A weather station for Raspberry Pi Pico W. It uses MQTT to send sensor data from the Pico to a Express server which processes it, saves it to a MongoDB database, and finally distributes it via an API. The data can be viewed directly through the backend API, or graphically by using the provided frontend application. Different kinds of weather data are available currently: temperature, humidity, daylight intensity level and UV index. 24 hour, 7 day and one month historical charts for temperature and humidity are also provided in the UI currently.

Weather station setup on breadboard

One complete, working station is run by me, and it is available [here](https://picoweather.live)

## Project structure

* `pico` - contains the weather station software for Pico W
* `backend` - contains the backend Express server
* `frontend` - contains the React application to view data
* `proxy` - nginx proxy to be used in deployment

## Sensors used

- [SHT30-D](https://www.electrokit.com/en/temperatursensor-sht30-d-med-sladd-1.5m)
- [LTR390](https://learn.adafruit.com/adafruit-ltr390-uv-sensor/overview-2)
- Pico's onboard temperature sensor

## Deployment

If you wish do deploy a station yourself, you will need a Raspberry Pi Pico W, above mentioned sensors, a breadboard, and some jumpers. For the software you will need Docker, docker-compose and a MongoDB instance. The software parts of the application can be deployed to a server by simply cloning this repository, entering the directory, and running `docker compose up`.

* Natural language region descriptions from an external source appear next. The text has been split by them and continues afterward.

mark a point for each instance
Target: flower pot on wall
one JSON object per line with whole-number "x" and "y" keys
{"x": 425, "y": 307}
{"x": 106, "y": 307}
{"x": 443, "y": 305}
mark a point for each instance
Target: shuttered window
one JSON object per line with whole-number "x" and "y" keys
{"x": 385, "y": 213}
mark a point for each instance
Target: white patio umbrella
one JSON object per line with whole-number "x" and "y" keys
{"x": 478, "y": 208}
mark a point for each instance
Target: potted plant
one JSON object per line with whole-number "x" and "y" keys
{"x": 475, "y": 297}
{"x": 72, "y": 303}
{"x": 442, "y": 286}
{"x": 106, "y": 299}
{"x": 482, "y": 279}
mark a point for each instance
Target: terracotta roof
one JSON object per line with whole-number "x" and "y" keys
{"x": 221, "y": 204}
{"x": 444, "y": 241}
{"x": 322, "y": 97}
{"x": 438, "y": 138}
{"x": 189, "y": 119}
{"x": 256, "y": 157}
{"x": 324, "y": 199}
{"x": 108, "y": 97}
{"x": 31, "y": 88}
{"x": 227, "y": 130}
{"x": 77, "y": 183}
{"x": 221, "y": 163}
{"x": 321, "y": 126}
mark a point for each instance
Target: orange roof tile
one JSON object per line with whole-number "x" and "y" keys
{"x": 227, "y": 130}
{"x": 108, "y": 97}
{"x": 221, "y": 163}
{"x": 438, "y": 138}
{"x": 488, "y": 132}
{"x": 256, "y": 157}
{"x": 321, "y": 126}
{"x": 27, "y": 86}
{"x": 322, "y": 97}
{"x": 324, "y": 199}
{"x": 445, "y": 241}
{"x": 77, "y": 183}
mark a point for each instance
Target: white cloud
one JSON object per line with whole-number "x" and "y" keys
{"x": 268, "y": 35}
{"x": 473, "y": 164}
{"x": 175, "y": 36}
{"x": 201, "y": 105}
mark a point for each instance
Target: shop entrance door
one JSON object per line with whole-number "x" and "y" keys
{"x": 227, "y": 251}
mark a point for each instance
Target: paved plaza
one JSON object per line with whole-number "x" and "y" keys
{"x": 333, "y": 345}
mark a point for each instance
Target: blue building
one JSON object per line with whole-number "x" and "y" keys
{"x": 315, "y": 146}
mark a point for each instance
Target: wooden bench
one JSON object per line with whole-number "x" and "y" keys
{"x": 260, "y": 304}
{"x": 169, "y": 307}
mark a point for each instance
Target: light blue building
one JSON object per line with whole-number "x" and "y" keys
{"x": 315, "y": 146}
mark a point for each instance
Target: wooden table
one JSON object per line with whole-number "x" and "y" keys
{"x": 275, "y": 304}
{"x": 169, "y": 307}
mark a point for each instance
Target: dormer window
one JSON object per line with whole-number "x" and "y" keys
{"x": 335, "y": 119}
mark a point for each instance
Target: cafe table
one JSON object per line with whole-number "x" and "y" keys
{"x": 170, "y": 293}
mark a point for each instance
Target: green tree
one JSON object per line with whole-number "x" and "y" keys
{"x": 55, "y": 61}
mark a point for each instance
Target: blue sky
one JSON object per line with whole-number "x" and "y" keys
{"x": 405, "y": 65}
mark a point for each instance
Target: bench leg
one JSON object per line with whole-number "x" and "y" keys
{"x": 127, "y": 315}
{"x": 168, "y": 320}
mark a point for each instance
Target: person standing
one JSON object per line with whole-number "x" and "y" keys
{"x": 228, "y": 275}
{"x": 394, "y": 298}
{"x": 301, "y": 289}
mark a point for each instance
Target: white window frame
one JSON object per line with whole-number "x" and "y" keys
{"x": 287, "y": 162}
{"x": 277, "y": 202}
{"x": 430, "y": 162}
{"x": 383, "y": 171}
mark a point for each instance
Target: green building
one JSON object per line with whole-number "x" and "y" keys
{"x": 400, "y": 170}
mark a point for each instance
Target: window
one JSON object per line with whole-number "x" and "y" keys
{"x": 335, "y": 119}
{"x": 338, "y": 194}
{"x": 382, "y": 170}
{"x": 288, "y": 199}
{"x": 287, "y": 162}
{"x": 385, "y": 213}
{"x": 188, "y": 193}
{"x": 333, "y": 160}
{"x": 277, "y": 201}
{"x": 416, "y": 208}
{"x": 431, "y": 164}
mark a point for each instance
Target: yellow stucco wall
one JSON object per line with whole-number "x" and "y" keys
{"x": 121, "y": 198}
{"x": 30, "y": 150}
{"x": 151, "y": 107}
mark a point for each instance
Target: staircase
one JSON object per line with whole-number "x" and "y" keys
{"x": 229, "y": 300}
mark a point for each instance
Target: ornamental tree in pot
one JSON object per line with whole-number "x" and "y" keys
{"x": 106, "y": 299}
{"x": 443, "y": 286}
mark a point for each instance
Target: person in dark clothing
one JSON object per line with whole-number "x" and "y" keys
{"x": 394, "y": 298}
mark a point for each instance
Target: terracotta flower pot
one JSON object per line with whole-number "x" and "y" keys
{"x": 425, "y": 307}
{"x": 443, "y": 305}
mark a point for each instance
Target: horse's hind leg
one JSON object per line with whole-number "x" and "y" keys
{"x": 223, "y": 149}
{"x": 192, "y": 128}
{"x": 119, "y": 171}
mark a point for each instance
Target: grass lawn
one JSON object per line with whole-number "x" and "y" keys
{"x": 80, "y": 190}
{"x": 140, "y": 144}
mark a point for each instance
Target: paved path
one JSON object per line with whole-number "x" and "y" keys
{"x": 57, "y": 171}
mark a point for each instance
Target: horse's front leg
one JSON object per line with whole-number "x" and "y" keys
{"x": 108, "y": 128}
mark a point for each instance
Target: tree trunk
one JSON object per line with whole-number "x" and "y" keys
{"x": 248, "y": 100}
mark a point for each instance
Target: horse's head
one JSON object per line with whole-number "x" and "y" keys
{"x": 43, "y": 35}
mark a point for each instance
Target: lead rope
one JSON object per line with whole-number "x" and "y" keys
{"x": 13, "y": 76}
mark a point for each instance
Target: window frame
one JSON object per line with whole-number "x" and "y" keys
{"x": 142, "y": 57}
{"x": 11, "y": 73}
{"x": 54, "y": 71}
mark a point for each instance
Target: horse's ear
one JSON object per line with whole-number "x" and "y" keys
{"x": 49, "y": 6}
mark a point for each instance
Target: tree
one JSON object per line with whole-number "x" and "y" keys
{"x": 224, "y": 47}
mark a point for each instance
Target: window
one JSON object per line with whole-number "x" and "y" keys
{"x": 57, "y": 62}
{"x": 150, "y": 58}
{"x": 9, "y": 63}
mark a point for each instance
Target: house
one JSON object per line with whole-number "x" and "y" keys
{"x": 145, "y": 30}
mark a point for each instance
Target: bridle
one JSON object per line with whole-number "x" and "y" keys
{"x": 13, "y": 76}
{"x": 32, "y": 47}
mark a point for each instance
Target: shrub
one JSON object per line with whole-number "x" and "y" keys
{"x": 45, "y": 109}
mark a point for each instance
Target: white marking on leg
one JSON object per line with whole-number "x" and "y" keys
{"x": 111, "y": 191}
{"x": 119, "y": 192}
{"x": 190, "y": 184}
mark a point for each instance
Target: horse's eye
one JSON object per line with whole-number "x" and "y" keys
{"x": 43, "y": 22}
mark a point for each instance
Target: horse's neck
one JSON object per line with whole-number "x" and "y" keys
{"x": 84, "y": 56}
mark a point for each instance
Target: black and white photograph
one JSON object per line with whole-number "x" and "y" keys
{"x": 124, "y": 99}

MQTT Broker is not included in the deployment either, so it needs to be set up separately. [mosquitto](https://mosquitto.org/) is a good choice for this. The address, port and credentials for the server need to be also included to the environment variable files in `backend/.env` and `pico/config/env.h`

To install the software on Pico, the sensors need to be wired to the default I2C pins, and power can be provided from the `GND` and `3v3` pins.

**Tip!**

You can provide information and contact details for your weather station by setting the variables `NEXT_PUBLIC_STATION_LOCATION`, `NEXT_PUBLIC_STATION_HARDWARE` and `NEXT_PUBLIC_STATION_CONTACT` in the `Dockerfile` of the `frontend`-container.